Swedish Study Offers Hope for Hydrogen Production with Algae

A study conducted by a group of researchers at Uppsala University (Sweden) suggests that efficient production of hydrogen gas using the photosynthetic machinery of green algae is possible, contrary to previous skeptical views. Published in the journal PNAS, the study provides insights into the low efficiency problem and how it could be solved.

Hydrogen is one of the most promising renewable fuels which can be produced by splitting water molecule. The natural process of photosynthesis in green algae, which harnesses the energy of the sun to split water, is one biological way to produce hydrogen. The hydrogen ions generated from water splitting can later be formed into hydrogen gas through the work of a special class of enzymes called hydrogenases coupled to the photosynthetic electron transport machinery.

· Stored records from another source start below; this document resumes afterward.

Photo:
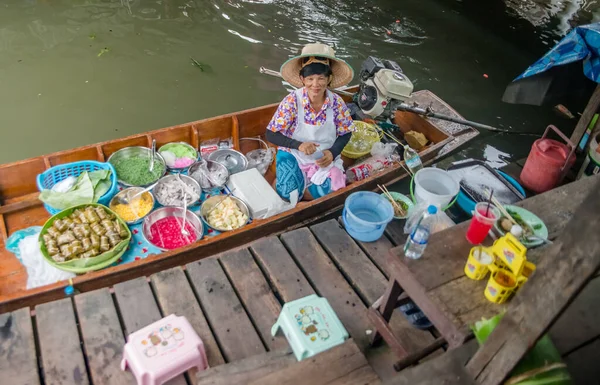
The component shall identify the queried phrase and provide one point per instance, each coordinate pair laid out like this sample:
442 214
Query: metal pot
233 160
211 202
135 152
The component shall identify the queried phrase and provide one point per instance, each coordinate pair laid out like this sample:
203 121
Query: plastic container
415 245
435 186
366 214
484 217
403 198
50 177
192 222
254 190
591 164
137 152
548 162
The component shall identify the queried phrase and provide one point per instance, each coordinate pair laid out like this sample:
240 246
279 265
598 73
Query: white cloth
39 272
324 136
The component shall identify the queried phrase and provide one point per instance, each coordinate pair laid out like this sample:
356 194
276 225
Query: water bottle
412 160
417 240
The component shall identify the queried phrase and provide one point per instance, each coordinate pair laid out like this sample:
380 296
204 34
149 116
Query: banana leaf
542 365
82 265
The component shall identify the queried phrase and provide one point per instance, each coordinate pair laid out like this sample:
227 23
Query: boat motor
383 87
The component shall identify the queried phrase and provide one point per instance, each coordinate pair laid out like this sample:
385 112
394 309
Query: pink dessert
166 233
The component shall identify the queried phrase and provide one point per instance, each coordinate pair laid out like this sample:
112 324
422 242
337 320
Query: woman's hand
325 160
308 148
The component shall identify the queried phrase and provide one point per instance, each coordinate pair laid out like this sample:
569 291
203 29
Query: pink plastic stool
163 350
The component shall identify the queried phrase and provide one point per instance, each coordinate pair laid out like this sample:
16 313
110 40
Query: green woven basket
80 266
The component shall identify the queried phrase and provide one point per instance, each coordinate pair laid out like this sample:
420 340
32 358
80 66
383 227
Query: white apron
324 136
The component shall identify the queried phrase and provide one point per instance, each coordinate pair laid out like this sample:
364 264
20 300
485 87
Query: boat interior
20 207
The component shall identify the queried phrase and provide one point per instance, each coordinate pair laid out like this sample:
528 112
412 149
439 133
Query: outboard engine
383 86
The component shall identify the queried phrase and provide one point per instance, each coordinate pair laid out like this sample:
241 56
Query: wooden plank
583 364
137 306
230 323
366 279
361 376
139 309
58 335
247 369
102 338
570 263
175 296
255 293
395 232
447 369
464 298
288 282
18 360
580 322
323 368
329 283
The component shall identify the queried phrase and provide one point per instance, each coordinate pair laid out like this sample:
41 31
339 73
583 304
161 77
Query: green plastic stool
310 326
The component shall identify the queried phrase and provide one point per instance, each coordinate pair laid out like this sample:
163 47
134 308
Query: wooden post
563 272
586 117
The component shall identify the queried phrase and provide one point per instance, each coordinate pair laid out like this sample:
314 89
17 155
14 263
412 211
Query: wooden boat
20 207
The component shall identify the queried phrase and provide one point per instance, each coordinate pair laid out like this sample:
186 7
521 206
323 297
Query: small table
437 284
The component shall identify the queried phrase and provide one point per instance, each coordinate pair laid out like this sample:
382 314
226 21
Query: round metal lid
233 160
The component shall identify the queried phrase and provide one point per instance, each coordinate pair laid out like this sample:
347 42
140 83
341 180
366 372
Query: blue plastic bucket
366 214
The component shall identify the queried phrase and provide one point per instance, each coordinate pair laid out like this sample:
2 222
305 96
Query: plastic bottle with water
412 159
417 240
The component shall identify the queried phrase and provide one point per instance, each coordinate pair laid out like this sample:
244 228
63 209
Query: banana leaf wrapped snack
78 238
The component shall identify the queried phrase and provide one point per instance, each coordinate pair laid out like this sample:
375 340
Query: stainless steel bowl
165 212
132 191
211 167
134 152
234 160
169 178
179 169
211 202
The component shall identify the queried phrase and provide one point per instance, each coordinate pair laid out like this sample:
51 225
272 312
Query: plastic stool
310 326
163 350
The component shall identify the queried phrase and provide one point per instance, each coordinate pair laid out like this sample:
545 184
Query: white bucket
435 186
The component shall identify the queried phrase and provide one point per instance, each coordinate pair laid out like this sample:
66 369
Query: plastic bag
383 149
39 272
261 159
441 220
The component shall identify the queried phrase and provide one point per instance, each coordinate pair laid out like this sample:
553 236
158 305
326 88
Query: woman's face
315 84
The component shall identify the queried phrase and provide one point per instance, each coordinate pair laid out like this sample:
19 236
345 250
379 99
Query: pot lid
233 160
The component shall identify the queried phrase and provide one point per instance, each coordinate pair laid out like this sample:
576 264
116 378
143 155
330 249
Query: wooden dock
233 299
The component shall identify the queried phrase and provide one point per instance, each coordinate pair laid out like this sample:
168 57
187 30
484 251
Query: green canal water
75 72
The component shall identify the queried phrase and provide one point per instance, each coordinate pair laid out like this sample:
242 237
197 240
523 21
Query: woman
312 125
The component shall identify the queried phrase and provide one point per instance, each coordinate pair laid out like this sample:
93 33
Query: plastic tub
50 177
435 186
366 214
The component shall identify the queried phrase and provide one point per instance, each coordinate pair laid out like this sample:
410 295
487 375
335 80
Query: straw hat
342 72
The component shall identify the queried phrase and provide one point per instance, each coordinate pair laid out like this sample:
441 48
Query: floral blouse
284 120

While it is known that green algae can produce hydrogen gas under certain conditions, previous studies have suggested poor commercial prospects due to very low efficiency. One skeptical view is that most of the hydrogen gas production in green algae is not directly powered by sunlight through photosynthesis but comes from other metabolic paths, making the green algae a poor hydrogen producer.

The focus of the Uppsala University study is the protein complex involved in light capture and photosynthetic electron transport, called Photosystem II or PSII. The researchers measured how the amount and activity of PSII varies in a wild type and a mutant strain of the green algae Chlamydomonas reinhardtii under different conditions, and thereby affects hydrogen production.

The researchers highlighted the finding that most of the electrons delivered to the hydrogenases (about 80 percent) originated from water splitting by PSII. This means that most of the hydrogen production is driven directly by solar energy, in contrast to popular views. This finding opens up a way to further improve hydrogen gas production in green algae through genetic engineering approaches that seek to preserve and enhance the function of PSII.